To investigate the effect of IPOC on mitochondrial autophagy in microglia in the brain tissue of the ischemic penumbra under hyperglycemic conditions, the ultrastructure of the brain tissue in the ischemic penumbra and mitochondrial autophagy in microglia were observed using TEM. The results showed that compared with the control group, the damage to the mitochondria in the microglia in the IS and DMIS groups was significantly higher, whereas mitochondrial autophagy significantly decreased, indicating that mitochondrial autophagy was inhibited in the IS and DMIS groups, leading to an increase in mitochondrial fragments. Compared with the DMIS group, mitochondrial autophagy in the DMIS + IPOC group was significantly higher, suggesting that IPOC intervention after ischemia can effectively promote mitochondrial autophagy and the timely removal of damaged mitochondria ( Figure 3A ).
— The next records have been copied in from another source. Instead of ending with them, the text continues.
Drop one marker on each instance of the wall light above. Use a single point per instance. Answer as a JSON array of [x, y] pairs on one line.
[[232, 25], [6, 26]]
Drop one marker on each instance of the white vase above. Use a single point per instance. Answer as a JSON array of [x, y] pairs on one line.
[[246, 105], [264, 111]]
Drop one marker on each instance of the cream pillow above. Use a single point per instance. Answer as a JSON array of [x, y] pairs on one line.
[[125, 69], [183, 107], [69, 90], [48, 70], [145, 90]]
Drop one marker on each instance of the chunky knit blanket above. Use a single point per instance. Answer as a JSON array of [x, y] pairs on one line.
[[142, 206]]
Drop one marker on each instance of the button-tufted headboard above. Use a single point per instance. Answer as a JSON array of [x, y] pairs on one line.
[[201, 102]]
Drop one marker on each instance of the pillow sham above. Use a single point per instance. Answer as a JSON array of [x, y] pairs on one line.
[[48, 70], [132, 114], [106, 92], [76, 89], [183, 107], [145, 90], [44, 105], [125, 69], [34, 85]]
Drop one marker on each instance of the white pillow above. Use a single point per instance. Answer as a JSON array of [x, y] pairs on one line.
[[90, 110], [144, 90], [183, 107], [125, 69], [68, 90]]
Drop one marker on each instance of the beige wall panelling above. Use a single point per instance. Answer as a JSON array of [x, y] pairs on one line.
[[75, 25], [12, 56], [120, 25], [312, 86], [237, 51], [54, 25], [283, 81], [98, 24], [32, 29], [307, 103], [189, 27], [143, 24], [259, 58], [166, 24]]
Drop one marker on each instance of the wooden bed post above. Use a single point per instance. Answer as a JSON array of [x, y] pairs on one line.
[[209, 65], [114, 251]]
To further clarify the effect of IPOC on mitochondrial autophagy, the expression of mitochondrial autophagy-related proteins LC3 II/I, p62, and BNIP3 was detected using western blotting (WB). The results showed that compared with the control group, the expression of LC3 II/I and BNIP3 in the IS group was lower, whereas the expression of p62 was higher. However, owing to the large within-group variation, no statistically significant differences were observed. Compared with the control group, the expression of LC3 II/I and BNIP3 in the DMIS group was significantly lower (P > 0.05), and the expression of p62 was higher, indicating a reduction in mitochondrial autophagy. Compared with the DMIS group, the expression of LC3 II/I and BNIP3 in the DMIS + IPOC group was significantly higher (P < 0.05), and the expression of p62 showed a decreasing trend, suggesting that IPOC can promote mitochondrial autophagy ( Figure 3B ).
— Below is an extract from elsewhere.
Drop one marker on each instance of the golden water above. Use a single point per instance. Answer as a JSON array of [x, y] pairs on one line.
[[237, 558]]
To investigate the possible mechanism by which IPOC activates mitochondrial autophagy in microglia of the brain tissue in the ischemic penumbra under hyperglycemic conditions, the expression of the BDNF/TrkB/HIF-1α/BNIP3 axis was detected using RT-qPCR and WB. The results of RT-qPCR showed that compared with the control group, the mRNA expression levels of BDNF, TrkB, and BNIP3 in the IS and DMIS groups were significantly lower (P < 0.05), whereas the mRNA expression level of HIF-1α was significantly higher (P < 0.001). Compared to the DMIS group, the mRNA expression levels of BDNF, TrkB, HIF-1α, and BNIP3 in the DMIS + IPOC group were significantly higher (P< 0.05) ( Figure 4A ). WB analysis showed that compared with the control group, the total protein expression of BDNF, TrkB, and BNIP3 in the IS and DMIS groups was significantly lower (P < 0.05), and the protein expression of HIF-1α was significantly higher (P < 0.001). These results suggest that IPOC intervention activates the BDNF/TrkB pathway, upregulates HIF-1α, promotes the expression of BNIP3, and therefore facilitates mitochondrial autophagy ( Figure 4B ).